There's an idea for a new cable channel: Weather
Planet!, a cooler, next-generation Weather Channel that would broadcast nothing
but radar and video images of extreme weather from all over the world--heavy
snow, flash floods, golf-ball-size hail, hurricanes, typhoons, tornadoes,
cyclones, temperatures less than zero or more than 100. As long as you're in
Los Angeles, why don't you go ahead and sell the idea this afternoon to Barry
Diller or Rupert Murdoch or somebody. We'll split the money.
Tomorrow's headlines today: Although the story may not
have appeared in the Los Angeles edition of the New
York Times being placed right now outside the door of your splendid suite
at the Peninsula, 8,668 of the New York grade-schoolers who were informed last
spring they'd flunked, and had to take remedial summer courses, did not in fact
flunk.

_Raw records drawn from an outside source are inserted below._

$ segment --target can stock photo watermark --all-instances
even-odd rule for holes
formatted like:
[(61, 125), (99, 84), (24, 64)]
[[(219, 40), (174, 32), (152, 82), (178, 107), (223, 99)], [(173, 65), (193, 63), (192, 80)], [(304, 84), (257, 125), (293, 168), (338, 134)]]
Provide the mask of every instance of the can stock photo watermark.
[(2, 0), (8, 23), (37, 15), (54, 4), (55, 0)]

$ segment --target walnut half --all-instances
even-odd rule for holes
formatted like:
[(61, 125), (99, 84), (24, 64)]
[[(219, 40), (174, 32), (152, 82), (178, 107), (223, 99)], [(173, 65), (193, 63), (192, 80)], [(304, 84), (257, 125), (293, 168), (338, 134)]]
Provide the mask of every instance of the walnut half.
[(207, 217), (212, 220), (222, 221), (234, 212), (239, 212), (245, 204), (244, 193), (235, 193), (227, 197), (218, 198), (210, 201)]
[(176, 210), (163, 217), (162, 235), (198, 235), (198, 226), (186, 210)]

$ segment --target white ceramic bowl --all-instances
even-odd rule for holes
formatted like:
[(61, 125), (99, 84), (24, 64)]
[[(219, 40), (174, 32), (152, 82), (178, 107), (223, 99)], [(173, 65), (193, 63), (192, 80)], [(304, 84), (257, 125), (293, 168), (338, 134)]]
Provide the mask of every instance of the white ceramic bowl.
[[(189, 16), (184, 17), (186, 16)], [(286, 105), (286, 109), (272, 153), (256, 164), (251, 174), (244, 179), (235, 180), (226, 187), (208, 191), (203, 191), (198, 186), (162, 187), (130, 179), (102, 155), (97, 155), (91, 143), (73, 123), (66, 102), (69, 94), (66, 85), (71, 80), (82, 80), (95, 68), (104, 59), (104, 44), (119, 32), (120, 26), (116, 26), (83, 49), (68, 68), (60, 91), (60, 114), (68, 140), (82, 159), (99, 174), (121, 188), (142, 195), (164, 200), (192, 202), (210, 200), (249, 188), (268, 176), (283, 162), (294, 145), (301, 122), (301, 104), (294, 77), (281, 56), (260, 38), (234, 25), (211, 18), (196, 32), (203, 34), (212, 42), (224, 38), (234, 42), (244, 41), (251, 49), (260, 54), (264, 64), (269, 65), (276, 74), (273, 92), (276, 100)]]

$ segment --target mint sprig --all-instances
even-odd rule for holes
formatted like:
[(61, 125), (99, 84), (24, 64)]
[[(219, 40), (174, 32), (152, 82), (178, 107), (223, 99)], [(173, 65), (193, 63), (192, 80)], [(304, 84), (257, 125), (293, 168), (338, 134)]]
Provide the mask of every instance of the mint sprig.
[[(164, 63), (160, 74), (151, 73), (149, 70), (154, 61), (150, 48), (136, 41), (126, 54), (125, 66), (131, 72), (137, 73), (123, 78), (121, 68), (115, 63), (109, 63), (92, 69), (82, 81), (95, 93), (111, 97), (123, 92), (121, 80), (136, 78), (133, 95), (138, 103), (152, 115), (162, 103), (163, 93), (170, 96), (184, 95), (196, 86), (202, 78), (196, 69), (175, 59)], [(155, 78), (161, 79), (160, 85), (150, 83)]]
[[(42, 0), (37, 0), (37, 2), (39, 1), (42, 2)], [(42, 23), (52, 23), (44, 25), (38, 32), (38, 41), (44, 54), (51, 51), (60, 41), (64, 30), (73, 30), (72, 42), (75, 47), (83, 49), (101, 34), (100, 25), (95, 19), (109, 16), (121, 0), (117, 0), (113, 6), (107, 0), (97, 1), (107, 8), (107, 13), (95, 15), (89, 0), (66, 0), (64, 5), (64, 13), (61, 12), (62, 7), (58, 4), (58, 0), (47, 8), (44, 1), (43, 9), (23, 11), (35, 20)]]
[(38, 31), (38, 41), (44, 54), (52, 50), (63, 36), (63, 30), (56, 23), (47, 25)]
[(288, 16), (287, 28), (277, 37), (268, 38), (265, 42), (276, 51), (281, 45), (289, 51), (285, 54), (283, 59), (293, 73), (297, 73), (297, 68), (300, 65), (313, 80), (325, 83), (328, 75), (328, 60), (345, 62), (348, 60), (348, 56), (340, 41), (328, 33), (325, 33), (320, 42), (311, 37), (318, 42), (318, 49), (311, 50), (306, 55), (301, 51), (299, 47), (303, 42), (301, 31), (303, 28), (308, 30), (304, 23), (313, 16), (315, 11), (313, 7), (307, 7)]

The tests were incorrectly scored by the private firm that gave them.
(You really would think that if a giant public-school system could do one thing
itself, aside from installing metal detectors, it would be to administer a
standardized test.) How many hours until one of those kid's families file suit
against the city for emotional distress?
And I'll bet the Times
national edition didn't include the story about the special new millennium
commemorative-edition manhole covers ConEd is installing. They have a 3-D
psychedelic pattern--the Manhole Cover of the Future, circa about 1972. At a
press conference, someone asked the ConEd guy if the swirly new Op Art
underfoot might not dangerously addle drunks stumbling through the gutters of
Times Square--a splendid old-fashioned kind of Hildy Johnson question, I
thought.
I know, I know what you're thinking: Enough with the
obsessive-compulsive glimpses of the old days.
OK, here's something wholly new: the Beavis and
Butt-headification of society at every stratum. Yesterday I happened to meet a
top executive of a huge, ultra-Establishment corporation, a
conservative-looking middle-aged man in a suit and tie, who described certain
Web sites as "sucky." "They suck," he also said. His language inclined me to
like him. But it was mildly shocking, as if my mother were to call me tonight
and tell me she thought Action was "totally
awesome."
Since this is our last day, and Action premieres tonight, we won't be able to discuss its merits
here, and whether you think it's true in its depiction of Hollywood. But
reading the reviews of the show in the paper this morning, I wondered: Do you
have your own ghastliest-show-business-moment? I'll bet you do.